Understanding how the PAT-ASD may be implemented in clinical practice is essential. Our pilot implementation showed that the PAT-ASD can be administered to families in an online survey format. The ~ 60% completion rate is acceptable given the circumstances of the COVID-19 pandemic and absence of any specific strategies to evaluate and improve uptake. It suggests the acceptability of the family psychosocial risk screening to families new to the diagnosis and its treatments. An important consideration for families of individuals with ASD is whether the screener can be used with parents of older individuals (over the age of 18). Although the PAT was originally developed for use in families of minor children, our experience is that it can be used by families of older children who are living at home and dependent upon their family, although this is an important area to address in future research.

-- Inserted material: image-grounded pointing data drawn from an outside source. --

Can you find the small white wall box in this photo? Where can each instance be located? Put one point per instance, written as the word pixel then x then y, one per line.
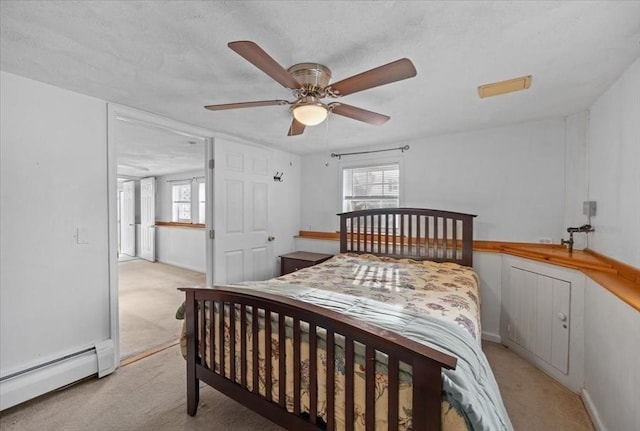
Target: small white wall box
pixel 589 208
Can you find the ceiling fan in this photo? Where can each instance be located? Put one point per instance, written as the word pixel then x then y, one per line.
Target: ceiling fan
pixel 310 83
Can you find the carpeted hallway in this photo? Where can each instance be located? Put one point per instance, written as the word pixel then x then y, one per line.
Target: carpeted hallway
pixel 149 394
pixel 148 302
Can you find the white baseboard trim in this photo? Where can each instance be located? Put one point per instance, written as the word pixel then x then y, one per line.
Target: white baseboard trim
pixel 490 336
pixel 592 410
pixel 34 383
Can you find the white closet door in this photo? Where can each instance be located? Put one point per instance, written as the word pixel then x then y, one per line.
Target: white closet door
pixel 148 219
pixel 127 219
pixel 243 248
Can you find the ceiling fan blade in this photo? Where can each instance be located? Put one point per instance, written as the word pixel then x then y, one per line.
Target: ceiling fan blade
pixel 358 114
pixel 296 128
pixel 392 72
pixel 260 59
pixel 245 105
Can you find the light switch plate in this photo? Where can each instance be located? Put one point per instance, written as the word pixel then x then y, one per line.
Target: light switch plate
pixel 589 208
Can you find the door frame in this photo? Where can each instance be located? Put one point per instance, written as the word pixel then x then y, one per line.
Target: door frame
pixel 117 113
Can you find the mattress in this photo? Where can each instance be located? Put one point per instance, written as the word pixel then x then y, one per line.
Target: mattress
pixel 391 293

With further research and establishment of the psychometric properties of the PAT-ASD, use of this screener may be seen as the first step in a clinical pathway for how the data can be used in clinical care, based on PPPHM level For example, families scoring at the Universal level may benefit from social workers identifying resources associated with risks. At the Targeted level social workers may initiate further assessment and determine if/what intervention is needed. If the family’s score were in the Clinical range and/or if they endorsed Red Flag Item(s), providers might consider following up with the family (either by phone or in-person) to discuss any immediate risk.

In conclusion, the PAT- ASD offers a brief and user friendly evidence based approach by which the social ecology of the family can be understood, with the goal of facilitating multidisciplinary care delivery based upon specific risks.